Shanna Strauss is a Tanzanian-American artist living and working in in Tiohtià:ke/Mooniyaang (Montreal). She completed a Bachelor of Fine Arts degree at the California College of Arts and has exhibited in solo and group shows in Tanzania, Canada, the U.S and Senegal. Recently her work was shown in Here We Are Here: Black Canadian Contemporary Art at the Montreal Museum of Fine Arts, The Black Woman is God: Divine Revolution at SomArts in San Francisco and When She Rises at SPARC Gallery in Los Angeles. Last year, she was one of 9 women artists invited to participate in Unceded Voices Anti-Colonial Street Artists Convergence in Montreal. Her work has been featured in documentaries and several publications, including CBC Arts, M – Montreal Museum of Fine Arts Magazine and Americana Journal.
In conjunction with her art practice, Shanna has engaged in community work and organizing for over 10 years, working with diverse youth groups in different countries. In 2014, she completed a Master of Social Work degree at McGill University with a focus on International and Community Development. Integrating arts-based programs and interventions in her community work, Shanna believes passionately in the power of art to create individual, community and social change.
As a Tanzanian-American, biracial, bilingual woman, I have always been interested in the reality of having to navigate multiple identities, geographic locations, histories and cultures. Using a mixed media approach, I currently explore themes related to identity and belonging; what we as people of the African Diaspora bring with us when we settle in new locations, and how we inform the social fabric of the place we now call home.
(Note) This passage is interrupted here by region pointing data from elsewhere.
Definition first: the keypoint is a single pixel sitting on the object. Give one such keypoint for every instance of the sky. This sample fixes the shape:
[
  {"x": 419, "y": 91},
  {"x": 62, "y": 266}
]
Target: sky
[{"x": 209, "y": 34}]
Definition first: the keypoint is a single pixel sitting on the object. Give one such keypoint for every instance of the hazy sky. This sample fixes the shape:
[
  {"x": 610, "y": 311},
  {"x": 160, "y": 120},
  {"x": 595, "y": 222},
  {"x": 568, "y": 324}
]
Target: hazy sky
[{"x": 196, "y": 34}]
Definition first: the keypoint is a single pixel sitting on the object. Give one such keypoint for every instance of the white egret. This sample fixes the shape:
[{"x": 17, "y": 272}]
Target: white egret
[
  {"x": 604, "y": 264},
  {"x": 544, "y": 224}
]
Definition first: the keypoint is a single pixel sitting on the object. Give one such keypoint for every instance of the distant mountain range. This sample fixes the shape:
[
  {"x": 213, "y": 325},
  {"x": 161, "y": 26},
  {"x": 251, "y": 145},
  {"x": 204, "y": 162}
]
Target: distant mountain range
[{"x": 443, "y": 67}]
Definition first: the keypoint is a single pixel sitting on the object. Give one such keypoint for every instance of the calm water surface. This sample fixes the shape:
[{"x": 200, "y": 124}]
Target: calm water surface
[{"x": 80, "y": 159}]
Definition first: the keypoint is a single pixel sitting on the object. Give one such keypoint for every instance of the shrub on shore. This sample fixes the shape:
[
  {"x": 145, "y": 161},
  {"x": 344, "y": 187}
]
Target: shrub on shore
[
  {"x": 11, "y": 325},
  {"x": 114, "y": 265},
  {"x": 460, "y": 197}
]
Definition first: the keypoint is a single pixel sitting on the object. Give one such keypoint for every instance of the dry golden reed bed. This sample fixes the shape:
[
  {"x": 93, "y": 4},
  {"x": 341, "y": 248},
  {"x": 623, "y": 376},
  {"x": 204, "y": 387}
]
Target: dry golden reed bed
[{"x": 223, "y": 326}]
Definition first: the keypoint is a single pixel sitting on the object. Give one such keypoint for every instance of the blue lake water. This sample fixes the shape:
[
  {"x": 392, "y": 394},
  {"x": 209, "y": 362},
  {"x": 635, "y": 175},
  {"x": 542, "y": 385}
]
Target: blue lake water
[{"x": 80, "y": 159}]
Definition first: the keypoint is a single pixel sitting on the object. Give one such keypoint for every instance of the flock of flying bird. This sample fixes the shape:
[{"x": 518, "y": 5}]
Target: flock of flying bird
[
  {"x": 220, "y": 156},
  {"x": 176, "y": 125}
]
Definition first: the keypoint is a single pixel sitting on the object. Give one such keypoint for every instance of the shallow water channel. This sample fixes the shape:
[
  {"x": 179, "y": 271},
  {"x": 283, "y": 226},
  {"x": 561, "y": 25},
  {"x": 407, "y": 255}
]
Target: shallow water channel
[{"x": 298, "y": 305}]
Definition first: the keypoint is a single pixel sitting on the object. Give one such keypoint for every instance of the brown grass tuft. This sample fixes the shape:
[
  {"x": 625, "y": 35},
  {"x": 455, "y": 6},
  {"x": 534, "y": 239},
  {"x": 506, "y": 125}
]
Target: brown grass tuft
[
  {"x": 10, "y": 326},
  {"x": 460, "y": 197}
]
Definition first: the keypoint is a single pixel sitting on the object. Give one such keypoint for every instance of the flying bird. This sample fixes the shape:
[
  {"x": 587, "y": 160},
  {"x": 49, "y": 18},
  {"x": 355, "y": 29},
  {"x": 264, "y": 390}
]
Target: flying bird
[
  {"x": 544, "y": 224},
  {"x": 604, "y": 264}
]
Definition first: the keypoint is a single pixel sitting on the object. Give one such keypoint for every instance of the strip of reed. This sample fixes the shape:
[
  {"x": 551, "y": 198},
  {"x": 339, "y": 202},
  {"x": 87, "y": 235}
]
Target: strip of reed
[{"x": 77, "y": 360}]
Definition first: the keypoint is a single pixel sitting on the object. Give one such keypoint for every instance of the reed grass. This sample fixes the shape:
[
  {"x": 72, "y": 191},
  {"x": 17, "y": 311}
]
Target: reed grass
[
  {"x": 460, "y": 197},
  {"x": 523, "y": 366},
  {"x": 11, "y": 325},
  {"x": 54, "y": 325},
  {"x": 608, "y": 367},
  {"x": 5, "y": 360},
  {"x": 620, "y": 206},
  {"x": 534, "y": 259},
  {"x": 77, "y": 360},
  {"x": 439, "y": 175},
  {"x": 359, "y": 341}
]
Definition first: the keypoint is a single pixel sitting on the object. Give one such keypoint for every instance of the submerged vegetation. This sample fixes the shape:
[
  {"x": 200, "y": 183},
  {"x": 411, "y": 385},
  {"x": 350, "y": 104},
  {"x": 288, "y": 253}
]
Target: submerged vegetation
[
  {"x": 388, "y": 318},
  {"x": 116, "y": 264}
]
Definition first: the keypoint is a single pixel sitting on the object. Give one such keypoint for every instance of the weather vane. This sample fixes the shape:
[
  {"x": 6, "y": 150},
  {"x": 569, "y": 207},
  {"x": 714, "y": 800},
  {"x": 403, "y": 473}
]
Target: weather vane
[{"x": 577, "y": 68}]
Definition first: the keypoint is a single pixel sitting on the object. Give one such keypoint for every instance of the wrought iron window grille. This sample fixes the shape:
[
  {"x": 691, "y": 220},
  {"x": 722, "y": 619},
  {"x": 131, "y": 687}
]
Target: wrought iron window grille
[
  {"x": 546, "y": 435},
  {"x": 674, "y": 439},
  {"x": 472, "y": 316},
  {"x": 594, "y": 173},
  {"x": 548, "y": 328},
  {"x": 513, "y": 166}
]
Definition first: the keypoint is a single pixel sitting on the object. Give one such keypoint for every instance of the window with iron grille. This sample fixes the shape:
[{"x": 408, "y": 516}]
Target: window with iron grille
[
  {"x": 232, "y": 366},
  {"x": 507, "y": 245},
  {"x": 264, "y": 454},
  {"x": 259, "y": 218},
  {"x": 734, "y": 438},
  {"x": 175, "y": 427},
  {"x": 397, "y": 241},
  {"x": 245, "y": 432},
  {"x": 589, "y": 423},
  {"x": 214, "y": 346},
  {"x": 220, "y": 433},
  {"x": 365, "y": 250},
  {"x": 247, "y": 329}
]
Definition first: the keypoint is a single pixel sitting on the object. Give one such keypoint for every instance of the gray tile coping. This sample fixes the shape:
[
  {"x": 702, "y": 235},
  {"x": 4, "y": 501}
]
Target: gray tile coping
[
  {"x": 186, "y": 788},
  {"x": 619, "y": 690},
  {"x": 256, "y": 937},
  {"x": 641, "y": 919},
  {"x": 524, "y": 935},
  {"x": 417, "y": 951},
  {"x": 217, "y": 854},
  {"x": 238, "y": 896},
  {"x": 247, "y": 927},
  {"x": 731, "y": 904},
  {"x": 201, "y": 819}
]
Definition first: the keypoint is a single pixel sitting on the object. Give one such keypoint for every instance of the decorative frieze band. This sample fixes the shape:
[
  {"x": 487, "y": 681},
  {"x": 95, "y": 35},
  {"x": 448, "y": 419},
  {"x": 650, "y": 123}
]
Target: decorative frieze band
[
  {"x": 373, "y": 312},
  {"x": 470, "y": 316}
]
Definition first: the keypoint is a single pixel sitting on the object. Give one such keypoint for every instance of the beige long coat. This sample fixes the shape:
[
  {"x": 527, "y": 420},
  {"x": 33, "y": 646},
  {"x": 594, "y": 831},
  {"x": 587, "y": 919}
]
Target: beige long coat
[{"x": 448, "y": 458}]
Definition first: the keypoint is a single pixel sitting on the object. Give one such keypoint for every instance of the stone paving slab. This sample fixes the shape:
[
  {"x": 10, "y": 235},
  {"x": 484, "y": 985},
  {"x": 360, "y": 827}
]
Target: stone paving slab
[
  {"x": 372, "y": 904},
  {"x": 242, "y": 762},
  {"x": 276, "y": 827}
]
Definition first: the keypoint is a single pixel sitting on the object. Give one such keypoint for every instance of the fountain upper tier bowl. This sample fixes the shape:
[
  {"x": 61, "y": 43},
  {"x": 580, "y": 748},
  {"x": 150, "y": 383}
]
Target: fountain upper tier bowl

Within a North American context, the personal stories and societal contributions of Black individuals are often left out of public narratives. I am compelled to share these stories through the visual medium.
The work I create is deeply personal to me and in turn, is informed by my political positionality. As a Black woman, feminist, community worker, and artist, my identity is multi-faceted and has been shaped by the people I have encountered and who have empowered me throughout my life. The photographs I use in my work are predominately images of people who represent a part of me and the different communities I am connected to. The people I portray tell a part of my story and are threads in the web of my kinship and the broader Diaspora.